OUTGOING COUNTY COMMISSIONER OBERQUELL’S MOTIVES IN QUESTION
Thurston County Commissioner Diane Oberquell
The Olympian has run a story in recent days questioning the motives of retiring County Commissioner Diane Oberquell:
August 26th:
Oberquell records request called ‘exceptional’
Retiring commissioner sought information on failed legislation
“Thurston County Commissioner Diane Oberquell sent a state agency one of the biggest public records requests ever filed, costing the agency an estimated $9,000 for 300 hours of staff time and about $500 for printing almost 10,000 pages of documents.

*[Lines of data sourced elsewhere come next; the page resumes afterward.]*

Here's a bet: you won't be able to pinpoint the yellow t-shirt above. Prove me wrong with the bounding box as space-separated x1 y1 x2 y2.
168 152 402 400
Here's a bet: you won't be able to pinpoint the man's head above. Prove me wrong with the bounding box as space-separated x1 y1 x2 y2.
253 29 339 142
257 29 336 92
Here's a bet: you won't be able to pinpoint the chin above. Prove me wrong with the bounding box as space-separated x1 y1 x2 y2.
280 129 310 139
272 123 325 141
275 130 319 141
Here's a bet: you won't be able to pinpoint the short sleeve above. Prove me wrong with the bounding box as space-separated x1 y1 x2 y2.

Oberquell, acting as a private citizen, filed the request Feb. 9. She asked the office of state Attorney General Rob McKenna for records, e-mails and other documents that mention a failed bill in the state Legislature that would have required county commissioners to tape their closed-door executive sessions. Oberquell testified Feb. 5 against the bill…
Some observers, such as Rowland Thompson, executive director of Allied Daily Newspapers of Washington, and Olympia attorney Greg Overstreet, former special assistant to the state attorney general for government accountability, said Oberquell’s request appeared to be at least in part retaliation for a time-consuming public records request filed with Thurston County in 2006 by state Auditor Brian Sonntag.
Thurston County was one of 30 government agencies queried in a statewide performance audit to judge agency responsiveness to and compliance with the state Public Records Act.
In the project, which ran Nov. 2, 2006, through Jan. 30, 2007, Sonntag’s staff posed as citizens and asked for a test sample of records.
That triggered Oberquell to complain publicly in August 2007 that Sonntag was “asking us for things like a job description of the IT person, sheriff’s travel, (chief administrator) Don Krupp’s telephone records you know, things like that,” she said in a news story in The Olympian.
Thompson said if Oberquell’s effort was retaliatory, it backfired in that McKenna’s office, by fulfilling her request, upheld the public’s right to know…
In response to Oberquell’s request, the agency printed 9,800 pages at a cost of 5 cents a page, but Oberquell decided to take copies of only 60 pages and several CDs containing documents, for which she was charged $20, said Dan Sytman, a spokesman for McKenna’s office.
The 300 hours of staff time including managers, specialists and support staff cost an average of $30 an hour, or $9,000…
Agency staff members contacted Oberquell several times to “see if she could narrow the scope,” but the efforts were unsuccessful, he said.”
UPDATE: September 1, 2008
The Olympian Op-ED said this in today’s editions:
“Oberquell was spiteful, wrong
Citizen activism is a right. Harassment is not.
Thurston County Commissioner Diane Oberquell has submitted two voluminous public records requests to state agencies out of pure spite. It’s vindictiveness at its worst and as a public official, Oberquell should know better. She has embarrassed herself in her final days in office and her retaliatory requests for public records are yet another indication that at 20 years, she has stayed in office too long…
Attorney Greg Overstreet, former open records ombudsman for the attorney general, said, “I think 99 percent of public records requests are made by well-meaning people — this seems to be the other 1 percent.”
As a county commissioner, Diane Oberquell has the same right as every other citizen to hold her government accountable. And while citizen activism is admirable, forcing taxpayers to cover the costs of retaliatory requests for public records crosses the line.
The sad reality is after 20 years of public service as county commissioner, Oberquell has ruined her reputation on her way out of office.”
ED NOTE: This writer has said the same thing twice in the last year : with another “indication that at 20 years, she has stayed in office too long.”
Mrs. Oberquell passed over her own Thurston County Planning Commission’s recommendations and citizen comments about the 2007 Yelm Comprehensive Plan Transportation Update, which will not reign in the continuing traffic issues here.
Further, The Olympian reported on June 16, 2008 that “Poor planning led to budget woes” with the Thurston County deficit and that lies directly at Mrs. Oberquell’s and her fellow Commissioners’ feet.